Business, Labor Leaders Urge Action to Address ‘Quiet Crisis’ of the Uninsured
Thomas Donohue, president and CEO of the U.S. Chamber of Commerce, and John Sweeney, president of the AFL-CIO, call on Americans to help solve the "quiet crisis of the uninsured" in a Washington Post opinion piece today (Donohue/Sweeney, Washington Post, 2/12). The Chamber of Commerce and the AFL-CIO are participating in a national coalition of business, union, consumer, medical and insurer organizations that are calling on Congress to offer an "array of other proposals" to reduce the number of people without insurance. The coalition is kicking off a campaign today that will feature television and print advertisements calling attention to the issue (California Healthline, 2/11). In today's opinion piece, Donohue and Sweeney ask representatives from business and labor groups to "sit side by side" and "wor[k] through" the issue. "We have different perspectives on the problem," they write. "Though we will undoubtedly disagree on specific solutions, our unified goal is to make the problem of the uninsured our nation's top priority and to help America solve it" (Washington Post, 2/12). The other groups participating in the coalition include The Business Roundtable, the Service Employees International Union, the American Nurses Association, the American Medical Association, the Health Insurance Association of America, the American Hospital Association, the Federation of American Hospitals, the Catholic Health Association, AARP (formerly the American Association of Retired Persons) and the Robert Wood Johnson Foundation.

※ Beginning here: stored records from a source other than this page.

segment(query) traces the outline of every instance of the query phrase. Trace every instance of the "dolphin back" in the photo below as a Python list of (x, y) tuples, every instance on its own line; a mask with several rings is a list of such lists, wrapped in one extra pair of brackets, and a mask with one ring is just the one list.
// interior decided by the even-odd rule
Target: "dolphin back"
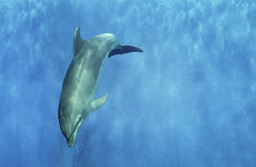
[(130, 45), (119, 45), (118, 48), (113, 49), (111, 51), (108, 57), (110, 58), (116, 54), (122, 54), (125, 53), (129, 52), (143, 52), (143, 51), (140, 49), (138, 47), (130, 46)]

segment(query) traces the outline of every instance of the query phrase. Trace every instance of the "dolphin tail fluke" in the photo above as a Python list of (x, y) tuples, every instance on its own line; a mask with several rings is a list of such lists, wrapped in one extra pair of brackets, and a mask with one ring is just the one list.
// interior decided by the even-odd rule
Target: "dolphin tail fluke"
[(120, 45), (118, 49), (115, 49), (109, 52), (108, 57), (110, 58), (116, 54), (122, 54), (129, 52), (143, 52), (143, 51), (138, 47), (130, 45)]
[(101, 106), (102, 106), (103, 104), (105, 103), (106, 100), (107, 100), (107, 97), (108, 97), (108, 93), (106, 93), (106, 95), (104, 95), (103, 97), (97, 99), (94, 99), (92, 104), (92, 108), (90, 109), (91, 110), (90, 111), (91, 112), (94, 111), (98, 108), (100, 107)]

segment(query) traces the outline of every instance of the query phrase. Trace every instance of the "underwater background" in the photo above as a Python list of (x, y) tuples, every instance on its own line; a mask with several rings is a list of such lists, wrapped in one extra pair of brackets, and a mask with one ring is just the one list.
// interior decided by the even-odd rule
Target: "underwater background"
[[(111, 33), (73, 148), (58, 107), (73, 35)], [(0, 0), (1, 166), (256, 166), (256, 1)]]

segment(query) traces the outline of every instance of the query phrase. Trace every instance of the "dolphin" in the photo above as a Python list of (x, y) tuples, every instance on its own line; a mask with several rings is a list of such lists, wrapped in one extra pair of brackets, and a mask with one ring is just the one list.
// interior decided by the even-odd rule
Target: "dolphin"
[(77, 27), (73, 37), (73, 59), (64, 78), (58, 108), (60, 129), (72, 147), (78, 129), (88, 114), (101, 107), (108, 94), (94, 99), (107, 57), (140, 48), (121, 45), (114, 35), (104, 33), (83, 40)]

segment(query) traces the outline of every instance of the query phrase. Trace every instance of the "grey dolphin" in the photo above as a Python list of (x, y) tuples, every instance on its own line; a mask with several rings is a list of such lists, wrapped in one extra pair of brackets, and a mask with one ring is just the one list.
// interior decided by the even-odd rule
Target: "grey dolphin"
[(73, 147), (77, 131), (87, 115), (107, 99), (108, 94), (94, 99), (107, 56), (143, 52), (136, 47), (120, 45), (109, 33), (83, 40), (80, 27), (74, 32), (73, 47), (73, 60), (64, 78), (58, 109), (60, 129), (69, 147)]

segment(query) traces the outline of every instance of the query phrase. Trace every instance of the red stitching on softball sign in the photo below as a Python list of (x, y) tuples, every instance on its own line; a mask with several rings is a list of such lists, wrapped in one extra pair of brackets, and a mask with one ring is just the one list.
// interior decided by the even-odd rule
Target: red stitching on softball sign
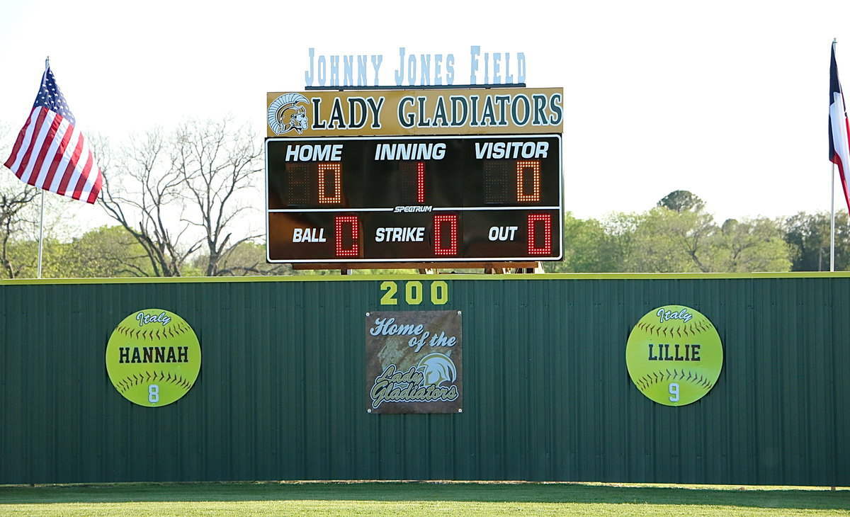
[(133, 404), (158, 407), (191, 389), (201, 371), (195, 331), (173, 312), (144, 309), (116, 327), (106, 344), (106, 372)]
[(720, 334), (708, 318), (682, 305), (646, 313), (626, 344), (632, 382), (649, 400), (684, 406), (705, 396), (723, 366)]

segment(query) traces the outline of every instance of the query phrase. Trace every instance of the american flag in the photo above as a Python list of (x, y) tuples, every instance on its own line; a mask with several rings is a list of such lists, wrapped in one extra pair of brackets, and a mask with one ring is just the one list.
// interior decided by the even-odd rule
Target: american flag
[(94, 203), (103, 177), (49, 67), (5, 166), (31, 185)]

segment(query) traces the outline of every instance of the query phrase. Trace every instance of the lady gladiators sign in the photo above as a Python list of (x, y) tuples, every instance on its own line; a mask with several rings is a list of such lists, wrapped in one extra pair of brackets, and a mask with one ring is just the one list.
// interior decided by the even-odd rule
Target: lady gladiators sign
[(267, 135), (562, 133), (564, 88), (269, 93)]
[(366, 396), (371, 413), (460, 412), (461, 313), (366, 313)]

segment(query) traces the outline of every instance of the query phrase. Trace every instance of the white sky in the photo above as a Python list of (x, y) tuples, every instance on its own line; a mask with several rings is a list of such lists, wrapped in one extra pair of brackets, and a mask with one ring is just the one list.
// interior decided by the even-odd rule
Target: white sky
[[(228, 113), (264, 135), (266, 92), (303, 89), (310, 47), (383, 54), (389, 82), (399, 47), (454, 54), (462, 71), (479, 45), (524, 52), (529, 87), (564, 88), (576, 216), (642, 212), (681, 189), (718, 222), (777, 217), (830, 208), (833, 37), (850, 88), (846, 0), (0, 0), (0, 123), (14, 140), (48, 55), (78, 125), (118, 139)], [(88, 208), (74, 209), (102, 215)]]

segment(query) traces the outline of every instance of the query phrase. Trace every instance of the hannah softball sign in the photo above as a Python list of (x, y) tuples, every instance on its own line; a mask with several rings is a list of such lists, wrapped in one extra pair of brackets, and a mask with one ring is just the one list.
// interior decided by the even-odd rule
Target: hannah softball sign
[(106, 372), (115, 389), (133, 404), (175, 402), (201, 371), (201, 344), (189, 323), (173, 312), (145, 309), (116, 327), (106, 345)]
[(459, 310), (366, 313), (371, 413), (462, 411)]

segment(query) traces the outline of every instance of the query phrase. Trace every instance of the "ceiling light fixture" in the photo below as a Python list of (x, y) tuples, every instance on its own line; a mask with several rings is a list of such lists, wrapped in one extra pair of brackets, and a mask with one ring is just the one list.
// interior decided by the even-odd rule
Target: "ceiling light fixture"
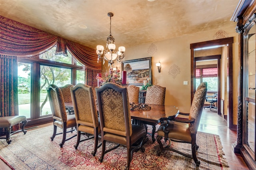
[[(116, 45), (115, 45), (115, 39), (111, 35), (111, 17), (114, 16), (114, 14), (111, 12), (108, 13), (108, 16), (110, 18), (110, 35), (107, 38), (106, 49), (104, 49), (103, 45), (97, 45), (97, 50), (96, 53), (98, 54), (98, 62), (99, 60), (103, 61), (103, 64), (105, 63), (105, 60), (108, 61), (108, 65), (112, 68), (112, 65), (116, 60), (118, 62), (121, 61), (121, 60), (124, 57), (124, 51), (125, 47), (123, 46), (119, 47), (118, 51), (115, 50)], [(104, 54), (103, 54), (103, 51)], [(102, 56), (102, 54), (103, 56)]]

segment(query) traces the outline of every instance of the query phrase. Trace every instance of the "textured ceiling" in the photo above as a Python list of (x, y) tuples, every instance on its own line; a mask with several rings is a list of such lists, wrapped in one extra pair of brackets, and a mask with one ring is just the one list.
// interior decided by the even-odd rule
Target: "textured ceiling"
[(238, 2), (0, 0), (0, 15), (96, 49), (109, 35), (108, 12), (116, 46), (129, 47), (234, 25)]

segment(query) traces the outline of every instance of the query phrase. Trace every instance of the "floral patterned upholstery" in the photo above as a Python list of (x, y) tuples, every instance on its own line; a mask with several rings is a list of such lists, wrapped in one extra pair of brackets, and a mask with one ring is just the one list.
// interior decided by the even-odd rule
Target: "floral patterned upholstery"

At least 40.4 million Americans were uninsured as of Jan. 31, including two million who lost coverage in the recession of the past 13 months. According to Dr. Henry Simmons, president of the National Coalition on Health Care, an additional six million will become uninsured by the end of this year (American Health Line, 2/11). But Donohue and Sweeney write that the problem exists even during good economic times -- in the 1990s the number of people without health insurance increased by 10 million. A "larger and longer-term problem" is the increasing number of workers without health insurance, the article states. Eight out of 10 uninsured people in this country are in "working families with modest incomes." As health insurance premiums rise -- they went up 11% last year -- employers are "in a bind" and "face tough choices." The uninsured situation is "untenable" because it is an indirect tax on the insured "as costs are passed along to providers, insurers, businesses and consumers." Donohue and Sweeney conclude, "We've seen America come together to ensure the security of our nation. Let's build on the can-do spirit to ensure health security for our families" (Washington Post, 2/12).This is part of the California Healthline Daily Edition, a summary of health policy coverage from major news organizations. Sign up for an email subscription.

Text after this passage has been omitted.